Ibrahim Jassam and the myth of Iraqi sovereignty

On Sept. 2, 2008, Ibrahim Jassam, a journalist working for the Reuters international news service, was dragged from his home in Mahmudiya, Iraq, in the middle of the night by U.S. and Iraqi soldiers. His family members, including his elderly father, were brutalized by the troops who used attack dogs in the raid.







Ibrahim Jassam
Iraqi journalist Ibrahim Jassam

For the past year, Jassam has been held without charge in a U.S. military prison near the Iraq-Syria border. He has been denied the right to speak to or see his family.


Jassam is one of many journalists detained and held without charge by U.S. occupying troops in Iraq and Afghanistan. More than 200 journalists have been killed in Iraq since the 2003 invasion.


Two months after his arrest, the Iraqi Central Criminal Court ruled that there were no grounds for holding Jassam and that he should be released. The U.S. commanders refused.

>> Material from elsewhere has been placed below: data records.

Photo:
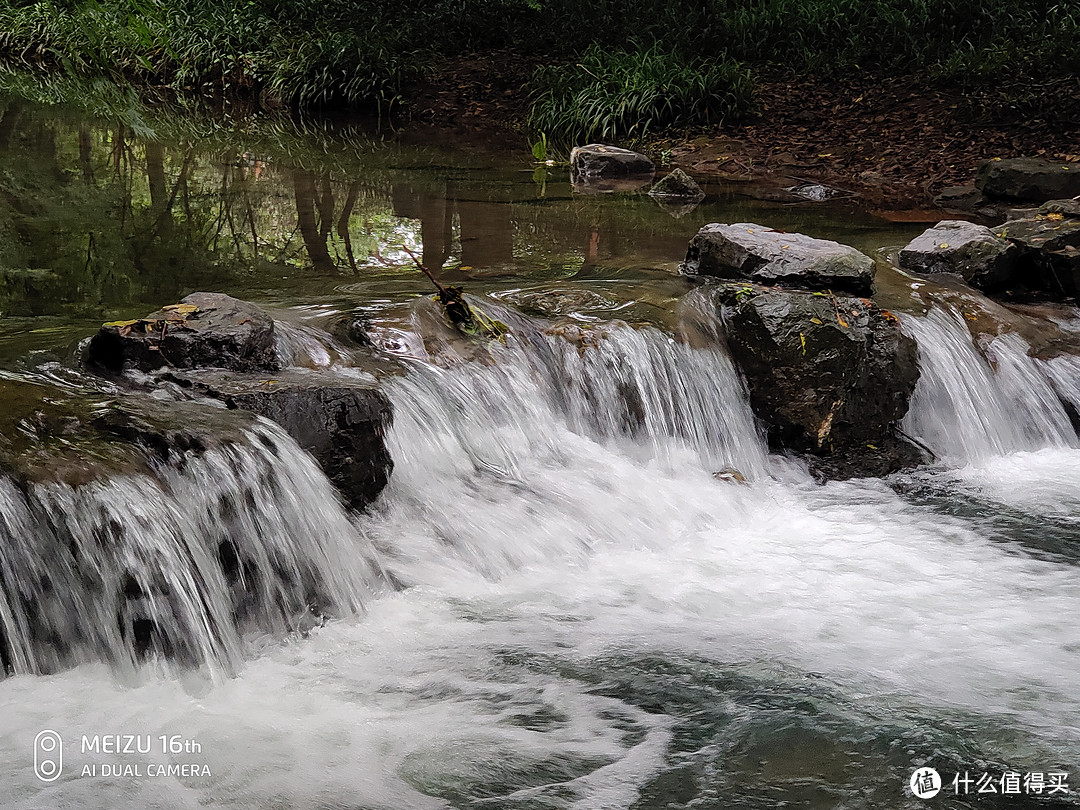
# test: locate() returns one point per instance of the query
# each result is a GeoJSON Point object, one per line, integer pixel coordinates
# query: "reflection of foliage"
{"type": "Point", "coordinates": [93, 218]}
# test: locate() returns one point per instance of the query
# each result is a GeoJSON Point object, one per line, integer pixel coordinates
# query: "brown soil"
{"type": "Point", "coordinates": [894, 143]}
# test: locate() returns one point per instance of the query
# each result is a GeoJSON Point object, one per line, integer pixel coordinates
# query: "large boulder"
{"type": "Point", "coordinates": [677, 185]}
{"type": "Point", "coordinates": [1028, 178]}
{"type": "Point", "coordinates": [61, 435]}
{"type": "Point", "coordinates": [827, 375]}
{"type": "Point", "coordinates": [204, 331]}
{"type": "Point", "coordinates": [973, 252]}
{"type": "Point", "coordinates": [601, 161]}
{"type": "Point", "coordinates": [1050, 247]}
{"type": "Point", "coordinates": [340, 421]}
{"type": "Point", "coordinates": [766, 256]}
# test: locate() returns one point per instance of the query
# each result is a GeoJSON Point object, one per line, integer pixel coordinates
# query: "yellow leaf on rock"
{"type": "Point", "coordinates": [180, 309]}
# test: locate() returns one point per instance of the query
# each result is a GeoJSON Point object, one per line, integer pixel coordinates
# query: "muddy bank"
{"type": "Point", "coordinates": [894, 143]}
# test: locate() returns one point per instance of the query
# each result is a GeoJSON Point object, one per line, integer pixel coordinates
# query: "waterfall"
{"type": "Point", "coordinates": [968, 407]}
{"type": "Point", "coordinates": [246, 539]}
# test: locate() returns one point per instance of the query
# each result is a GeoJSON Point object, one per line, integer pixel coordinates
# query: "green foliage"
{"type": "Point", "coordinates": [616, 93]}
{"type": "Point", "coordinates": [324, 52]}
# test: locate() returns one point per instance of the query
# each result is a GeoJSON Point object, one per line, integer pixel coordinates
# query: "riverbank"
{"type": "Point", "coordinates": [895, 143]}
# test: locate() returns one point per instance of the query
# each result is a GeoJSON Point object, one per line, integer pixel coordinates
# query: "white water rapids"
{"type": "Point", "coordinates": [586, 618]}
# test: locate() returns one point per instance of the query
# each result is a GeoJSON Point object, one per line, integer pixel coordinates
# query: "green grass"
{"type": "Point", "coordinates": [613, 94]}
{"type": "Point", "coordinates": [319, 53]}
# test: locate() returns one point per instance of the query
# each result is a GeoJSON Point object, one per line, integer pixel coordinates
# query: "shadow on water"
{"type": "Point", "coordinates": [107, 215]}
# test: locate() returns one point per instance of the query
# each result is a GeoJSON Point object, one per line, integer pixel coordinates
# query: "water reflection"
{"type": "Point", "coordinates": [108, 219]}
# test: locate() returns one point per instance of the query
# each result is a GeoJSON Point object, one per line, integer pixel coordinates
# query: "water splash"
{"type": "Point", "coordinates": [246, 539]}
{"type": "Point", "coordinates": [967, 409]}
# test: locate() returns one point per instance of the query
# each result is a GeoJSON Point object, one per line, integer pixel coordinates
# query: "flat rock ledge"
{"type": "Point", "coordinates": [828, 376]}
{"type": "Point", "coordinates": [1035, 256]}
{"type": "Point", "coordinates": [1028, 178]}
{"type": "Point", "coordinates": [203, 331]}
{"type": "Point", "coordinates": [341, 422]}
{"type": "Point", "coordinates": [754, 253]}
{"type": "Point", "coordinates": [212, 346]}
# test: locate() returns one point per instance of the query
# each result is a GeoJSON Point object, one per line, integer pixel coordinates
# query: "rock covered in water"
{"type": "Point", "coordinates": [1037, 255]}
{"type": "Point", "coordinates": [1028, 178]}
{"type": "Point", "coordinates": [1050, 248]}
{"type": "Point", "coordinates": [766, 256]}
{"type": "Point", "coordinates": [827, 375]}
{"type": "Point", "coordinates": [678, 186]}
{"type": "Point", "coordinates": [49, 434]}
{"type": "Point", "coordinates": [226, 349]}
{"type": "Point", "coordinates": [601, 161]}
{"type": "Point", "coordinates": [204, 331]}
{"type": "Point", "coordinates": [973, 252]}
{"type": "Point", "coordinates": [341, 422]}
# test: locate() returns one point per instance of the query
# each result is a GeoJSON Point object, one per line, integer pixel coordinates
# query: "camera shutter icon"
{"type": "Point", "coordinates": [48, 756]}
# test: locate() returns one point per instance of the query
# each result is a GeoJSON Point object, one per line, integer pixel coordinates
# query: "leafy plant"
{"type": "Point", "coordinates": [615, 94]}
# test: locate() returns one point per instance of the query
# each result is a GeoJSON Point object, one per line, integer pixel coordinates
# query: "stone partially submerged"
{"type": "Point", "coordinates": [595, 162]}
{"type": "Point", "coordinates": [678, 186]}
{"type": "Point", "coordinates": [750, 252]}
{"type": "Point", "coordinates": [1028, 178]}
{"type": "Point", "coordinates": [205, 329]}
{"type": "Point", "coordinates": [973, 252]}
{"type": "Point", "coordinates": [213, 346]}
{"type": "Point", "coordinates": [1037, 256]}
{"type": "Point", "coordinates": [341, 422]}
{"type": "Point", "coordinates": [831, 376]}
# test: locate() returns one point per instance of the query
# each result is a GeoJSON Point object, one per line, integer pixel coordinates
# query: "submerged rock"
{"type": "Point", "coordinates": [827, 375]}
{"type": "Point", "coordinates": [601, 161]}
{"type": "Point", "coordinates": [204, 331]}
{"type": "Point", "coordinates": [50, 434]}
{"type": "Point", "coordinates": [1035, 256]}
{"type": "Point", "coordinates": [767, 256]}
{"type": "Point", "coordinates": [1028, 178]}
{"type": "Point", "coordinates": [973, 252]}
{"type": "Point", "coordinates": [677, 186]}
{"type": "Point", "coordinates": [341, 422]}
{"type": "Point", "coordinates": [225, 349]}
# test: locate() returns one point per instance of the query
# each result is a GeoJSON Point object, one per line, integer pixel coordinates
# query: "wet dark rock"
{"type": "Point", "coordinates": [1068, 208]}
{"type": "Point", "coordinates": [166, 431]}
{"type": "Point", "coordinates": [204, 331]}
{"type": "Point", "coordinates": [677, 186]}
{"type": "Point", "coordinates": [341, 422]}
{"type": "Point", "coordinates": [1028, 178]}
{"type": "Point", "coordinates": [1050, 255]}
{"type": "Point", "coordinates": [973, 252]}
{"type": "Point", "coordinates": [815, 192]}
{"type": "Point", "coordinates": [829, 376]}
{"type": "Point", "coordinates": [765, 256]}
{"type": "Point", "coordinates": [601, 161]}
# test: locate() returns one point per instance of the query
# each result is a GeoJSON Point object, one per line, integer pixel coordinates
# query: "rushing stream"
{"type": "Point", "coordinates": [555, 603]}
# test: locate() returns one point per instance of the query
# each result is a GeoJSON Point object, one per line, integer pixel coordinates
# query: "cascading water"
{"type": "Point", "coordinates": [245, 538]}
{"type": "Point", "coordinates": [967, 409]}
{"type": "Point", "coordinates": [585, 617]}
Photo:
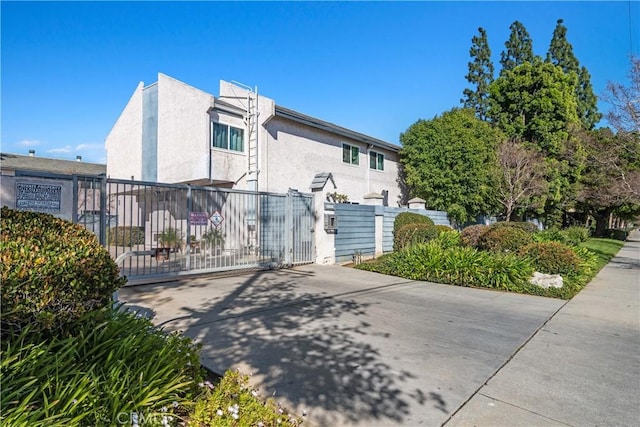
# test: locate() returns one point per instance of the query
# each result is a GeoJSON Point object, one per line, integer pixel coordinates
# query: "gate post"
{"type": "Point", "coordinates": [188, 249]}
{"type": "Point", "coordinates": [74, 211]}
{"type": "Point", "coordinates": [288, 229]}
{"type": "Point", "coordinates": [103, 210]}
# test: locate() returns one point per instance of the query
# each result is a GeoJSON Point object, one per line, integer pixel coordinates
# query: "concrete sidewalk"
{"type": "Point", "coordinates": [582, 368]}
{"type": "Point", "coordinates": [350, 347]}
{"type": "Point", "coordinates": [355, 348]}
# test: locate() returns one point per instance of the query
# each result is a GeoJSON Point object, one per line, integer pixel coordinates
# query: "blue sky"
{"type": "Point", "coordinates": [69, 68]}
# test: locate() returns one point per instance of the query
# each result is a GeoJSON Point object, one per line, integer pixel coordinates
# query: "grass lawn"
{"type": "Point", "coordinates": [605, 249]}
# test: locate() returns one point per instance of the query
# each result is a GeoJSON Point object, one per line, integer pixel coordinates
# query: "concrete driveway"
{"type": "Point", "coordinates": [350, 347]}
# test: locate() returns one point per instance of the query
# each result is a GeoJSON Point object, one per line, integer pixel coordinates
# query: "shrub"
{"type": "Point", "coordinates": [504, 239]}
{"type": "Point", "coordinates": [550, 235]}
{"type": "Point", "coordinates": [616, 234]}
{"type": "Point", "coordinates": [232, 402]}
{"type": "Point", "coordinates": [471, 235]}
{"type": "Point", "coordinates": [529, 227]}
{"type": "Point", "coordinates": [575, 235]}
{"type": "Point", "coordinates": [52, 272]}
{"type": "Point", "coordinates": [405, 218]}
{"type": "Point", "coordinates": [552, 258]}
{"type": "Point", "coordinates": [126, 236]}
{"type": "Point", "coordinates": [442, 228]}
{"type": "Point", "coordinates": [448, 239]}
{"type": "Point", "coordinates": [114, 365]}
{"type": "Point", "coordinates": [411, 234]}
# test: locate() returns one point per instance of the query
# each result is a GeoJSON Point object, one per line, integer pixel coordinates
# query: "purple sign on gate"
{"type": "Point", "coordinates": [198, 218]}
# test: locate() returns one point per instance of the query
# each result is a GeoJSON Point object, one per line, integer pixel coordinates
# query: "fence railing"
{"type": "Point", "coordinates": [154, 229]}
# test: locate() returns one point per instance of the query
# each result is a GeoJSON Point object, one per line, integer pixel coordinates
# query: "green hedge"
{"type": "Point", "coordinates": [126, 236]}
{"type": "Point", "coordinates": [461, 266]}
{"type": "Point", "coordinates": [529, 227]}
{"type": "Point", "coordinates": [470, 235]}
{"type": "Point", "coordinates": [52, 272]}
{"type": "Point", "coordinates": [412, 234]}
{"type": "Point", "coordinates": [552, 258]}
{"type": "Point", "coordinates": [113, 365]}
{"type": "Point", "coordinates": [504, 239]}
{"type": "Point", "coordinates": [405, 218]}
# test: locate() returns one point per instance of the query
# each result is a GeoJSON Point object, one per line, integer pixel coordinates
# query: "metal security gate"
{"type": "Point", "coordinates": [171, 229]}
{"type": "Point", "coordinates": [155, 230]}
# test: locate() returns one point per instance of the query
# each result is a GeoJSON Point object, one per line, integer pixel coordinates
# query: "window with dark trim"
{"type": "Point", "coordinates": [350, 154]}
{"type": "Point", "coordinates": [227, 137]}
{"type": "Point", "coordinates": [376, 160]}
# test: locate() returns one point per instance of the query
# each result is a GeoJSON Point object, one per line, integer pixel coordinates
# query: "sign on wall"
{"type": "Point", "coordinates": [199, 218]}
{"type": "Point", "coordinates": [38, 197]}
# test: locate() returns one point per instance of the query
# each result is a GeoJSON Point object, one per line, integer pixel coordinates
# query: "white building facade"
{"type": "Point", "coordinates": [174, 133]}
{"type": "Point", "coordinates": [170, 132]}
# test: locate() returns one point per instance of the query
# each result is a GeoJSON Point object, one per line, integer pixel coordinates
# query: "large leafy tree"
{"type": "Point", "coordinates": [611, 180]}
{"type": "Point", "coordinates": [518, 49]}
{"type": "Point", "coordinates": [520, 179]}
{"type": "Point", "coordinates": [480, 75]}
{"type": "Point", "coordinates": [561, 54]}
{"type": "Point", "coordinates": [624, 114]}
{"type": "Point", "coordinates": [449, 161]}
{"type": "Point", "coordinates": [535, 103]}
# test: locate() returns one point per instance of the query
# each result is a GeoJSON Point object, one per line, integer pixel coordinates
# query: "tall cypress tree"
{"type": "Point", "coordinates": [519, 48]}
{"type": "Point", "coordinates": [561, 54]}
{"type": "Point", "coordinates": [480, 74]}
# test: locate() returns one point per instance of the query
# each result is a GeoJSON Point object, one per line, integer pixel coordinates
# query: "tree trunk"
{"type": "Point", "coordinates": [602, 221]}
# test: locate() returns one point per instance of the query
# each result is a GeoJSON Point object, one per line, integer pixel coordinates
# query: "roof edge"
{"type": "Point", "coordinates": [292, 115]}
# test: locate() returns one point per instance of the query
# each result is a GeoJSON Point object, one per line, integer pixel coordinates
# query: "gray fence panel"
{"type": "Point", "coordinates": [272, 228]}
{"type": "Point", "coordinates": [356, 231]}
{"type": "Point", "coordinates": [155, 230]}
{"type": "Point", "coordinates": [438, 217]}
{"type": "Point", "coordinates": [303, 223]}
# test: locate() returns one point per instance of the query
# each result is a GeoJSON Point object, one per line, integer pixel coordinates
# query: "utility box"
{"type": "Point", "coordinates": [330, 223]}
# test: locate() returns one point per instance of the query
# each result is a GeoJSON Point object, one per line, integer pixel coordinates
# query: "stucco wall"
{"type": "Point", "coordinates": [229, 165]}
{"type": "Point", "coordinates": [124, 142]}
{"type": "Point", "coordinates": [296, 153]}
{"type": "Point", "coordinates": [183, 131]}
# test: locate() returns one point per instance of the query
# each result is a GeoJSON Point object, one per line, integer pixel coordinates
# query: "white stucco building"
{"type": "Point", "coordinates": [174, 133]}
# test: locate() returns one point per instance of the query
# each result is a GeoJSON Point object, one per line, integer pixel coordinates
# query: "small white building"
{"type": "Point", "coordinates": [174, 133]}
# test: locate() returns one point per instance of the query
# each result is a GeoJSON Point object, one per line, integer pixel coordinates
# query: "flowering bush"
{"type": "Point", "coordinates": [52, 273]}
{"type": "Point", "coordinates": [115, 369]}
{"type": "Point", "coordinates": [412, 234]}
{"type": "Point", "coordinates": [552, 258]}
{"type": "Point", "coordinates": [232, 402]}
{"type": "Point", "coordinates": [504, 239]}
{"type": "Point", "coordinates": [471, 234]}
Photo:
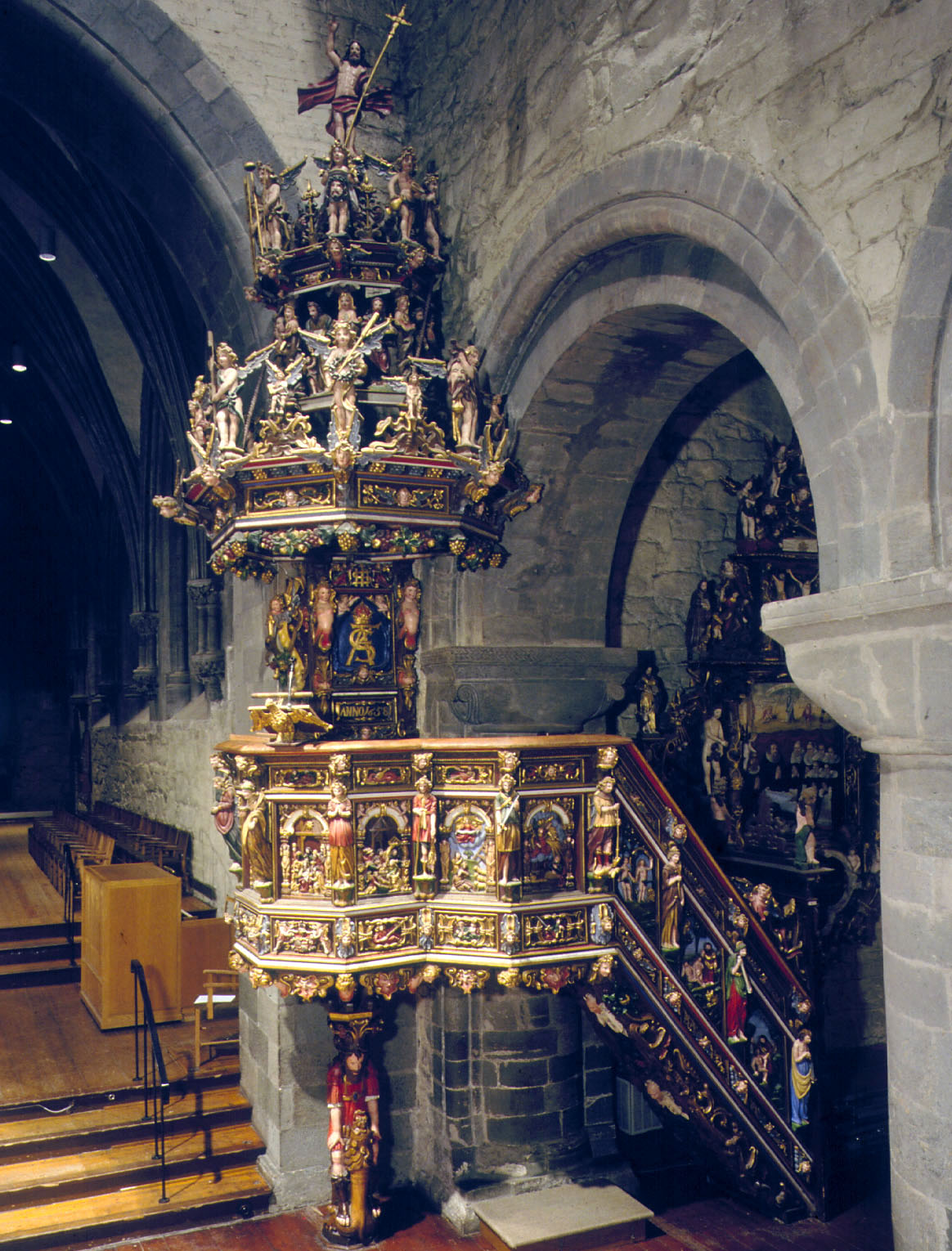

Lt. Col. Patricia Johnson, in an official statement, wrote: “Though we appreciate the decision of the Central Criminal Court of Iraq in the Ibrahim Jassam case, their decision does not negate the intelligence information that currently lists him as a threat to Iraqi security and stability.” (Reuters, Sept. 2)


Dripping with colonial arrogance, the statement makes a joke of any claim that Iraq is a sovereign country. It says, in effect: “Your courts can say whatever they want, we will decide what is best for you.”


It must be remembered that no U.S. soldier or contractor has been tried by Iraqi courts, regardless of whatever crimes they may have committed against Iraqi people. This is in keeping with the old colonial doctrine of “extra-territoriality,” which considered the colonizers “superior,” not subject to justice at the hands of the colonized people. It was and is a license to kill, rape and loot with impunity.


The Jassam case shows that the U.S. colonial occupation of Iraq has gone a step further than the traditional extra-territoriality. Iraqi courts are denied the right to pass judgment not only on the colonizers, but also on Iraqis. That this is the case is made clear by the extraordinarily condescending words “Though we appreciate the decision of the Central Criminal Court of Iraq …”


The sentence would read more accurately by substituting “ignore” for “appreciate.”


There are journalists and then there are journalists


The editor-in-chief of Reuters, David Schlesinger, had called for Jassam to either be charged or be released, labeling his imprisonment without charges “unacceptable.” Joel Simon of the New York-based Committee to Protect Journalists has called Jassam’s detention “unjust,” while lamenting that “it also undermines the ability of the U.S. government to effectively advocate for press freedom around the world.” (Reuters, Sept. 2)


Which brings up an interesting point.


While the U.S. government holds Jassam without charge, the corporate mass media here has ignored his case or given it short shrift—in sharp contrast with their massive campaign on behalf of two recently released U.S. journalists, Euna Lee and Laura Ling. Lee and Ling were held for four months in North Korea (DPRK) earlier this year. The highest U.S. officials, including Secretary of State Hillary Clinton and President Barack Obama joined in. Non-stop and highly emotional coverage was standard fare on every network. Countless “human rights” organizations in the United States made the case their highest priority.


Coincidentally, on the day marking the anniversary of Jassam’s jailing, Lee and Ling released an account of their arrest and imprisonment in the DPRK. They admit in the report that they had, in fact, illegally crossed from China into North Korea, a country with which the United States is still at war. (Associated Press, Sept. 2) A 1953 truce ended major combat in the U.S. war against Korea—which took more than four million Korean lives—but no peace treaty has ever been signed. Tens of thousands of U.S. troops remain in South Korea today.


Lee and Ling were pardoned and released from their 12-year prison sentences for illegally entering North Korea and espionage after former President Bill Clinton traveled to the DPRK’s capital, Pyongyang, to meet with President Kim Jong-Il. While in custody, Lee and Ling were allowed continual phone contact with their families in the United States. Their return to the United States and reunification with family and friends was shown for days on CNN, Fox, CBS, ABC, and the list goes on.


The Obama administration and the mass media conducted a similar campaign for Roxana Saberi, a writer who was arrested, convicted and then released by Iran.


Meanwhile, a year after his arrest, the family and friends of journalist Ibrahim Jassam—one of thousands of uncharged detainees of the U.S. occupation—know nothing of his status or condition.


The cases of Lee, Ling and Saberi on the one hand, and Jassam on the other, show that the U.S. government advocates “press freedom around the world” when and where it serves its interests.


The idea of the United States as a true “beacon of democracy” is as false as the notion that Iraq is today an independent country.